Colorectal cancer is one of the most common cancers worldwide, and the fourth most common cancer in the UK. While new treatments have improved outcomes for patients, many tumours still find ways to avoid immune responses that might otherwise help control or eliminate them. A recent study led by Dr Parinaz Mehdipour at the Ludwig Institute for Cancer Research, Oxford, has identified an RNA-level mechanism that helps colorectal cancer cells suppress innate anti-tumour immunity, pointing towards a potential new treatment approach.

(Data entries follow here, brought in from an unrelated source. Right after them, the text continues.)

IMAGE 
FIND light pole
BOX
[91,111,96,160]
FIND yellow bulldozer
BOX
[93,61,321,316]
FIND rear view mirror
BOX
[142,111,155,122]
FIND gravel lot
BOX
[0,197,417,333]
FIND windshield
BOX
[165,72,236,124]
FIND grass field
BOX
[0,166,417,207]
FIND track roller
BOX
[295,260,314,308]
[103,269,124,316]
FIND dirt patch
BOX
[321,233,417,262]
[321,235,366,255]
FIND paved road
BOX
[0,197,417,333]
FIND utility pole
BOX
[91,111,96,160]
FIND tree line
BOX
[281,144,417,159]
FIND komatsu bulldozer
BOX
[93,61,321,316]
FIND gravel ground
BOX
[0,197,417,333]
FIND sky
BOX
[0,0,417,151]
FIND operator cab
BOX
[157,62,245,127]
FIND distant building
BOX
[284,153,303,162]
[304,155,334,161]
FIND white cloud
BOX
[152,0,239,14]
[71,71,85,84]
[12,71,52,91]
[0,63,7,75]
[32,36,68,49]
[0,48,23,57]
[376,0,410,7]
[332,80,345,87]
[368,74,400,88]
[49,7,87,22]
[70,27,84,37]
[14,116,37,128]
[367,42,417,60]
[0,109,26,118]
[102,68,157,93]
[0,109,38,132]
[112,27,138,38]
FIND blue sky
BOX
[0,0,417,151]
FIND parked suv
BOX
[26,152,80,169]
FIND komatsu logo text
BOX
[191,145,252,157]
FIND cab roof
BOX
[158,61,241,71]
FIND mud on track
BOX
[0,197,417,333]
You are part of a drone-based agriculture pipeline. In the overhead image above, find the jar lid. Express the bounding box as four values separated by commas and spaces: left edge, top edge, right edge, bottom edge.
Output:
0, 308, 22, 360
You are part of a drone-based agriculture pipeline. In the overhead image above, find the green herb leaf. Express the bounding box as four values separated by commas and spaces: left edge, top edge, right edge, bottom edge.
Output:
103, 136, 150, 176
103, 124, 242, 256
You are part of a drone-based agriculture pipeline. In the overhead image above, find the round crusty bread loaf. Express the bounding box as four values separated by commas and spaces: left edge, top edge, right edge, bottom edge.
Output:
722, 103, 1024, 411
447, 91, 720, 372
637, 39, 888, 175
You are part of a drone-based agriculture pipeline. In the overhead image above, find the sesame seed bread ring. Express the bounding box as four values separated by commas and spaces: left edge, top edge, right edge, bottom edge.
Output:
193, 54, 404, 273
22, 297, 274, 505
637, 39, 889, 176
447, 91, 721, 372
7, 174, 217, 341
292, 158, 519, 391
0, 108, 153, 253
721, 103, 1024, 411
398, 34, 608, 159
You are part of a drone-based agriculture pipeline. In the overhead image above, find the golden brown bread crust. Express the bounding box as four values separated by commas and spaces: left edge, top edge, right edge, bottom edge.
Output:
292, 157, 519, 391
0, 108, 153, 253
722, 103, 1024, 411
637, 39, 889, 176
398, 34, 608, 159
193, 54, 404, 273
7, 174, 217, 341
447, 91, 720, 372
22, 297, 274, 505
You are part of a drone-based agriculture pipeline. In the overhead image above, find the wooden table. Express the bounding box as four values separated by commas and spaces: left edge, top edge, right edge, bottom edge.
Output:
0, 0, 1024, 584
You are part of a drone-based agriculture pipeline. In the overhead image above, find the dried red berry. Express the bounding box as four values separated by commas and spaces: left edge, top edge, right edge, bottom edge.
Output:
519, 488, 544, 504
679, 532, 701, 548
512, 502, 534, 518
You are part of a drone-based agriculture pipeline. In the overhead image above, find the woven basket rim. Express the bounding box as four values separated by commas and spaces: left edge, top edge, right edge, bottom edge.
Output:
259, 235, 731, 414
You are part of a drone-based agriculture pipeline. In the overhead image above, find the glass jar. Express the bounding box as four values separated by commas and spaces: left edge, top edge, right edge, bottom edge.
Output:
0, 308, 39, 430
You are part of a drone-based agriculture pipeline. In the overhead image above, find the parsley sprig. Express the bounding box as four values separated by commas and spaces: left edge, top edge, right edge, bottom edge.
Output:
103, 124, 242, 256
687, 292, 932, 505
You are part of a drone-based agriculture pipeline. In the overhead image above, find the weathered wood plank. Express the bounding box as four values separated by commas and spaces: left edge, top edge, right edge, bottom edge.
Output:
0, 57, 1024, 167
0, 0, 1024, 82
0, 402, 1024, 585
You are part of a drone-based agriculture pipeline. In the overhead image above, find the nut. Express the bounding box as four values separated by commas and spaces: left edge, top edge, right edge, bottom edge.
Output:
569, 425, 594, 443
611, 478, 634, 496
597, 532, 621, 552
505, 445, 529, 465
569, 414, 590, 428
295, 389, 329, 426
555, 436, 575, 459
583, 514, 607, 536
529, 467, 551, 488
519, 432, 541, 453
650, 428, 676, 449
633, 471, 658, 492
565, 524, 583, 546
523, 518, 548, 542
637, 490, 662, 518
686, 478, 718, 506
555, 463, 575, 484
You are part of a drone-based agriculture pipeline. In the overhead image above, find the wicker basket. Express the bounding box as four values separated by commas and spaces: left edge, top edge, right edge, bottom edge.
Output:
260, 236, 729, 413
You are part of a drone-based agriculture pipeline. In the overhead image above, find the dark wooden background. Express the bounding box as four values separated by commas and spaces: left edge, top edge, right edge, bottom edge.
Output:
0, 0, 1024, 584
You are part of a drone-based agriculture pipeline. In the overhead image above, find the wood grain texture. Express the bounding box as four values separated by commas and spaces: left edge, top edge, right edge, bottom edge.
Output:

The study explores how colorectal cancer cells control the accumulation of double-stranded RNA (dsRNA), a molecule often associated with viral infection. Cells can generate viral-like dsRNA from retroelements – repetitive sequences embedded within our genome that are normally kept under tight control. When activated, these elements can form dsRNA, which in turn can trigger a built-in antiviral response known as “viral mimicry”, activating immune signalling against cancer cells. Cancer cells, however, can develop mechanisms to limit this response.
The research identifies a key player in this process: METTL3, an enzyme that adds a chemical modification called m⁶A to RNA molecules, including messenger RNA (mRNA). The m⁶A modification plays a critical role in regulating mRNA stability, splicing and translation into protein. Here, the researchers show that METTL3 suppresses viral mimicry through m⁶A-dependent regulation of retroelement-derived RNAs, thereby limiting dsRNA accumulation. When METTL3 is inhibited, more of these RNAs accumulate in double-stranded forms. This activates intracellular immune sensors, triggering antiviral signalling and ultimately leading to tumour cell death. Importantly, this effect is not uniform across all colorectal cancers. Some models, particularly those with higher levels of m⁶A RNA methylation and a greater capacity to form dsRNA, are sensitive to METTL3 inhibition, while others show little response.
The difference appears to lie not simply in how many retroelements are expressed, but in whether their RNA can form immunostimulatory double-stranded structures. In resistant models, this capacity is limited. However, the research shows that this resistance can be overcome by combining METTL3 inhibition with drugs known as DNA methyltransferase inhibitors, which can release retroelements from DNA-level silencing and increase their transcription. Together, these treatments increase dsRNA levels sufficiently to trigger an immune response.
These findings suggest that METTL3 acts as an “RNA-level immune checkpoint”, helping cancer cells remain hidden from innate immune detection. Targeting this pathway, especially in combination with other therapies, could point towards a new strategy for treating colorectal cancer.